Building the Business Insider UI Kit: Scaling a Rebrand Across Platforms
As part of Business Insider’s recent rebrand, the UXD team needed a way to bring the new visual identity to life consistently across web and app platforms
Designers and engineers faced the difficulty of maintaining quality and brand fidelity across multiple platforms while supporting rapid updates. The team needed a scalable, production-ready framework that could ensure consistency, speed, and flexibility—without slowing down development or rollout.
I led the team in creating a platform-ready UI Kit in Figma. I built components designed for seamless implementation, documented usage guidelines, and partnered closely with engineering. The system launched alongside the rebrand, enabling consistent, high-quality experiences across web and app from day one.
Rebranded home page and system organization in the UI Kit
As team lead, I guided the transformation of the Brand Book into a living, scalable UI Kit in Figma. My role was both strategic and hands-on.

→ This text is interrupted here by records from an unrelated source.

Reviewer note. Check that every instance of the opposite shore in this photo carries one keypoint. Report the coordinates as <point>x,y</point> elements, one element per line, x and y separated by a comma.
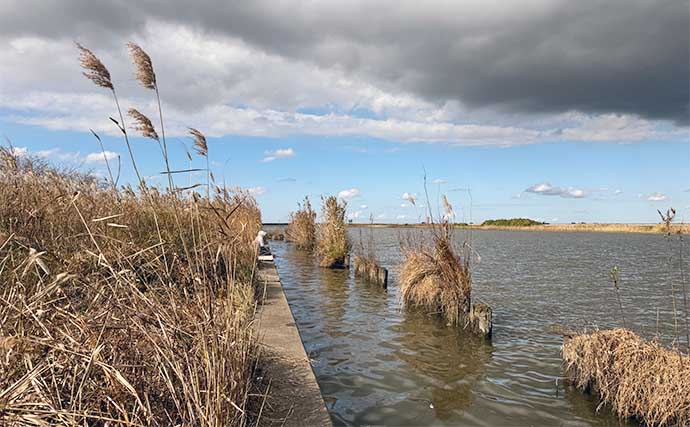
<point>588,227</point>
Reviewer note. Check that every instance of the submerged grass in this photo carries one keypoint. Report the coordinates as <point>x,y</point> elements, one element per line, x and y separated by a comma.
<point>301,229</point>
<point>122,307</point>
<point>333,243</point>
<point>433,276</point>
<point>637,378</point>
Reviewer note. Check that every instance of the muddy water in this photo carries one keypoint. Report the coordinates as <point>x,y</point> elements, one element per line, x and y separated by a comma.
<point>379,364</point>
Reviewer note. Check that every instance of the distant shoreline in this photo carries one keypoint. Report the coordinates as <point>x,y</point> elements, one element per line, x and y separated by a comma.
<point>590,227</point>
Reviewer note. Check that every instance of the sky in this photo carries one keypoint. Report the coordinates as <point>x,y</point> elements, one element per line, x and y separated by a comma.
<point>556,110</point>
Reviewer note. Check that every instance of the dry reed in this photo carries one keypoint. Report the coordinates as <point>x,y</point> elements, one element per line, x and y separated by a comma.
<point>94,330</point>
<point>143,124</point>
<point>301,229</point>
<point>637,378</point>
<point>123,308</point>
<point>435,277</point>
<point>333,242</point>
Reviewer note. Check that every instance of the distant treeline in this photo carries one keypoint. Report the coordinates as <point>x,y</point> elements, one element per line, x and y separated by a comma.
<point>513,222</point>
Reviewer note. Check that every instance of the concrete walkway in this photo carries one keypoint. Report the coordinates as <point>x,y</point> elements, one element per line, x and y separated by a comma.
<point>294,395</point>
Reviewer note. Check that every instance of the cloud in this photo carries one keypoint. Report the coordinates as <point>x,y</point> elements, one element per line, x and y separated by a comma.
<point>486,76</point>
<point>656,197</point>
<point>256,191</point>
<point>281,153</point>
<point>481,53</point>
<point>411,198</point>
<point>19,151</point>
<point>546,189</point>
<point>349,194</point>
<point>355,215</point>
<point>99,157</point>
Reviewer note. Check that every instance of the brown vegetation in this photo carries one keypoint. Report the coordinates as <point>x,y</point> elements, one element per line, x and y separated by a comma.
<point>301,229</point>
<point>333,244</point>
<point>435,277</point>
<point>637,378</point>
<point>122,307</point>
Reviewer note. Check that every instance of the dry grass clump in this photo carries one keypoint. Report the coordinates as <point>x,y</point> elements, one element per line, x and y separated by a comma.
<point>301,229</point>
<point>97,328</point>
<point>333,244</point>
<point>123,307</point>
<point>436,277</point>
<point>638,378</point>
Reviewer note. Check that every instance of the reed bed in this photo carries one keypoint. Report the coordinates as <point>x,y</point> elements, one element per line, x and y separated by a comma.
<point>333,242</point>
<point>435,277</point>
<point>637,378</point>
<point>301,229</point>
<point>603,228</point>
<point>96,328</point>
<point>123,306</point>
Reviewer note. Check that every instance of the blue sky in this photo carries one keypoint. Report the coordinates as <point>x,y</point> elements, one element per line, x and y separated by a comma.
<point>555,110</point>
<point>619,181</point>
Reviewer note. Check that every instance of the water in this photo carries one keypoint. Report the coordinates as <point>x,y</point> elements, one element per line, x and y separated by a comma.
<point>380,364</point>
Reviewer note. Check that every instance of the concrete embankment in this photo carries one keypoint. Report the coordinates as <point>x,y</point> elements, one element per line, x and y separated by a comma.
<point>294,397</point>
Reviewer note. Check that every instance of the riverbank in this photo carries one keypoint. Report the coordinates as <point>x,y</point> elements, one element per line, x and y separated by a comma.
<point>293,395</point>
<point>598,228</point>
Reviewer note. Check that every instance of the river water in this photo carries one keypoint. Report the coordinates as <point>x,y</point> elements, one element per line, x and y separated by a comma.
<point>380,364</point>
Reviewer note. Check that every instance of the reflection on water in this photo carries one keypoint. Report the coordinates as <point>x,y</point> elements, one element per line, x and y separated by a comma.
<point>378,364</point>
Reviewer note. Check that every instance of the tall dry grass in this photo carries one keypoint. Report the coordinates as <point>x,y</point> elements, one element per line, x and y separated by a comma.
<point>637,378</point>
<point>434,276</point>
<point>301,229</point>
<point>122,307</point>
<point>333,243</point>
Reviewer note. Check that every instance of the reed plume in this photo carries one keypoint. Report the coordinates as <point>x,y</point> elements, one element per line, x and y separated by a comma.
<point>302,227</point>
<point>144,66</point>
<point>143,124</point>
<point>333,244</point>
<point>94,69</point>
<point>200,145</point>
<point>201,148</point>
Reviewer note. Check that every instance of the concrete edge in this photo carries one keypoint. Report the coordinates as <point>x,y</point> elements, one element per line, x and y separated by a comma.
<point>294,396</point>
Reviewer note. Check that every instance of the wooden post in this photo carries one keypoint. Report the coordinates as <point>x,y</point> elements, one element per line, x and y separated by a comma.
<point>480,319</point>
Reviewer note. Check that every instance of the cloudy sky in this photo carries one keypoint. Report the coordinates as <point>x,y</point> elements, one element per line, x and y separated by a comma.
<point>557,110</point>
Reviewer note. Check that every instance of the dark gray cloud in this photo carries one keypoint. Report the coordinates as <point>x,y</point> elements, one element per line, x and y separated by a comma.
<point>623,56</point>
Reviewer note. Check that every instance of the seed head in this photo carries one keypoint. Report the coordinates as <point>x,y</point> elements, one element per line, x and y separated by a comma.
<point>94,69</point>
<point>199,142</point>
<point>142,124</point>
<point>144,66</point>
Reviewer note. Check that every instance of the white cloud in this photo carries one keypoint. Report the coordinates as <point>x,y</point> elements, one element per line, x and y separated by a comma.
<point>411,198</point>
<point>19,151</point>
<point>280,153</point>
<point>99,157</point>
<point>546,189</point>
<point>256,191</point>
<point>656,197</point>
<point>355,215</point>
<point>349,194</point>
<point>241,89</point>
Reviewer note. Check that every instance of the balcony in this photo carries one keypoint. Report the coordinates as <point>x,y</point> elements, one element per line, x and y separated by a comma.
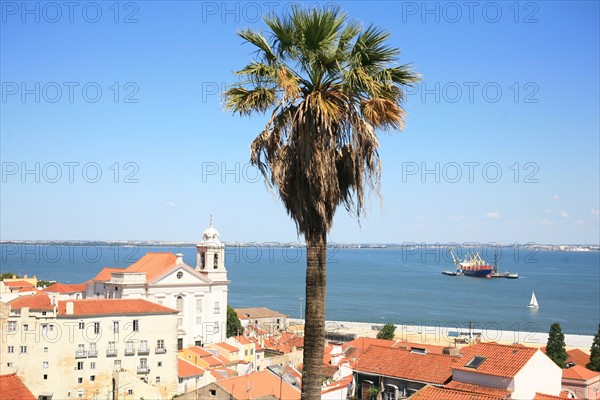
<point>143,370</point>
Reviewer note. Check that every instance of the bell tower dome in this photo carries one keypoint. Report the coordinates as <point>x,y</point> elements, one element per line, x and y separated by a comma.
<point>210,258</point>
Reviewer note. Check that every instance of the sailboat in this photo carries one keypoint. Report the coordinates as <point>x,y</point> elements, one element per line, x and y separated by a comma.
<point>533,303</point>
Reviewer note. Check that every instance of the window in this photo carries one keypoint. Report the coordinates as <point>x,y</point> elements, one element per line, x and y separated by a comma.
<point>475,362</point>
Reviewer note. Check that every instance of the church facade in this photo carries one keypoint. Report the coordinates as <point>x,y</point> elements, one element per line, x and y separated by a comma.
<point>198,292</point>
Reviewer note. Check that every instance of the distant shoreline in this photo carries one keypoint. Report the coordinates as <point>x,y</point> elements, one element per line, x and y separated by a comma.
<point>440,335</point>
<point>358,246</point>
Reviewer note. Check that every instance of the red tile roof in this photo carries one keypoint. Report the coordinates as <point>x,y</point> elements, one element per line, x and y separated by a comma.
<point>468,387</point>
<point>33,302</point>
<point>104,274</point>
<point>12,388</point>
<point>500,360</point>
<point>541,396</point>
<point>257,385</point>
<point>112,307</point>
<point>186,369</point>
<point>579,373</point>
<point>15,284</point>
<point>66,288</point>
<point>153,264</point>
<point>401,363</point>
<point>435,393</point>
<point>226,346</point>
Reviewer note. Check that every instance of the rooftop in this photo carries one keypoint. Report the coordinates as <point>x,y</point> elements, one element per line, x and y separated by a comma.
<point>495,359</point>
<point>402,363</point>
<point>11,387</point>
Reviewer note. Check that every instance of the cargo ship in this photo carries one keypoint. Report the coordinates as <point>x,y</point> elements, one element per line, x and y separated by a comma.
<point>473,265</point>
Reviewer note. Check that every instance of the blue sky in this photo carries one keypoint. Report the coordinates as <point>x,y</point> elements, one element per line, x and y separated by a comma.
<point>115,111</point>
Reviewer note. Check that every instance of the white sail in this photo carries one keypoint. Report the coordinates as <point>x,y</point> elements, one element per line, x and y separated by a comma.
<point>533,303</point>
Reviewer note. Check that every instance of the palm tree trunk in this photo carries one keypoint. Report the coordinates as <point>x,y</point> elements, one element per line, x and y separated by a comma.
<point>314,327</point>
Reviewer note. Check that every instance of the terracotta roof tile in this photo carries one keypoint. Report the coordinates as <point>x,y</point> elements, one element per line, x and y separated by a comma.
<point>401,363</point>
<point>153,264</point>
<point>112,307</point>
<point>259,384</point>
<point>435,393</point>
<point>500,360</point>
<point>259,312</point>
<point>468,387</point>
<point>39,301</point>
<point>66,288</point>
<point>104,274</point>
<point>12,388</point>
<point>580,373</point>
<point>541,396</point>
<point>186,369</point>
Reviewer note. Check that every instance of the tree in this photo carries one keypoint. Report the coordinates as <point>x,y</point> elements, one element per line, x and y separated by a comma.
<point>328,84</point>
<point>387,332</point>
<point>594,363</point>
<point>555,348</point>
<point>234,326</point>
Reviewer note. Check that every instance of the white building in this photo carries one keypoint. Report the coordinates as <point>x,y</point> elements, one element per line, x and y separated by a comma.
<point>93,348</point>
<point>199,293</point>
<point>522,371</point>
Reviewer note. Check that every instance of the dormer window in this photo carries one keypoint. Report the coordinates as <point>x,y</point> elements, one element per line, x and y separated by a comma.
<point>475,362</point>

I built the collaborative framework for the file and established foundational styles—covering color, typography, spacing, grid, and iconography.
UI Kit foundational styles
I also designed a comprehensive set of reusable components, including mastheads, navigation, buttons, and story modules. At every stage, I prioritized scalability and accessibility by applying atomic design principles, leveraging nested components, and using component properties to simplify variants—ensuring the system could grow seamlessly with the brand.

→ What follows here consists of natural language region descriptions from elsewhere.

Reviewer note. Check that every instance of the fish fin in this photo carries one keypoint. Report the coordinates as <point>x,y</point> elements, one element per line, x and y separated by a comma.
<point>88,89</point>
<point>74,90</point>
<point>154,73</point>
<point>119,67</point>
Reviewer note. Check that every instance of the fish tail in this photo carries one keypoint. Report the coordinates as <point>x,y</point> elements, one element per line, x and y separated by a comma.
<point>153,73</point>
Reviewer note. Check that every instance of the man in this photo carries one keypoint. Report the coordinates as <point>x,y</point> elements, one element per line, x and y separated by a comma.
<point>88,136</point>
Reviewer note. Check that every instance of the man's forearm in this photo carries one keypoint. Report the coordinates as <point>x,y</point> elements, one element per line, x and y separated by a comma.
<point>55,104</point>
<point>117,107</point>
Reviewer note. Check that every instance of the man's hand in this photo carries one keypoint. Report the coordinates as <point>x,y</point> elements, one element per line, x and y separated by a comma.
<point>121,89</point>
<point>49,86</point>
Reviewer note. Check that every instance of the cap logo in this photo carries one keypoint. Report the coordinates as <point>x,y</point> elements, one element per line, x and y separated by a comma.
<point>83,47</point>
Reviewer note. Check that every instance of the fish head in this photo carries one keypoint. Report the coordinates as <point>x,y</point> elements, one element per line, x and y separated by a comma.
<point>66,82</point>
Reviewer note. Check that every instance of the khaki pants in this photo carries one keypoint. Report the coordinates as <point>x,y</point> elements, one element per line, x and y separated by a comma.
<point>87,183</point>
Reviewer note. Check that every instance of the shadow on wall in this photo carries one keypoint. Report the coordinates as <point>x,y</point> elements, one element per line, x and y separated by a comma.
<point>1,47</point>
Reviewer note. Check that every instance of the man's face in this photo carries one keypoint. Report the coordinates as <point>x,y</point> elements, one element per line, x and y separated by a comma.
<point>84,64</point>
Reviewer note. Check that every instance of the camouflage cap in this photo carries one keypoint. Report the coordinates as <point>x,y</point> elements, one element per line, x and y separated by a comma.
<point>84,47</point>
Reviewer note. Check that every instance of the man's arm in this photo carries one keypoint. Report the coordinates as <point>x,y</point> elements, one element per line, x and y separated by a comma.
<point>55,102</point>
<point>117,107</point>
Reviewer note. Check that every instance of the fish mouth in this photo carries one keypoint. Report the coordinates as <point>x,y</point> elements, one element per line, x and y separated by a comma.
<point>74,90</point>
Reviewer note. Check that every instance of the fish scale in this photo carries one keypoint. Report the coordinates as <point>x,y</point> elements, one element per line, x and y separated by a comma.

To keep alignment across the team, I organized weekly workshops where we troubleshot tricky components, identified needs, and refined patterns. I also developed an embedded documentation system directly in Figma, giving designers quick access to usage rules and component specs without leaving their workflow.
On the engineering side, I acted as the primary liaison with developers—aligning on component behavior, validating feasibility, and supporting smooth integration. Together, we introduced a practice of including basic engineering specs directly within the UI Kit for easy reference. This collaboration was key to building a shared design language that could be sustained well beyond launch.
Sample engineering specs within the UI Kit
To ensure the UI Kit would hold up in real-world use, we prototyped components in real product scenarios, testing for both usability and brand fidelity. Internal design QA reviews helped us catch inconsistencies early, while post-rollout feedback sessions with designers revealed where patterns could be refined. This iterative process allowed us to adapt the system to evolving needs during the rebrand rollout, strengthening its relevance and effectiveness across platforms.
By launch day, the UI Kit achieved complete adoption across all priority templates, ensuring that the rebrand was executed consistently from the start. Beyond immediate efficiency gains, the UI Kit established a durable design foundation that continues to support cross-platform consistency and rapid iteration long after the rebrand’s debut.
The UI Kit proved to be more than a one-time deliverable—it became a core product asset. By building for scalability and embedding clear documentation, we created a system that could evolve alongside the brand while keeping quality intact. This project reinforced that the success of a rebrand often hinges on the invisible infrastructure supporting it, and that well-crafted design systems can accelerate creativity just as much as they safeguard consistency.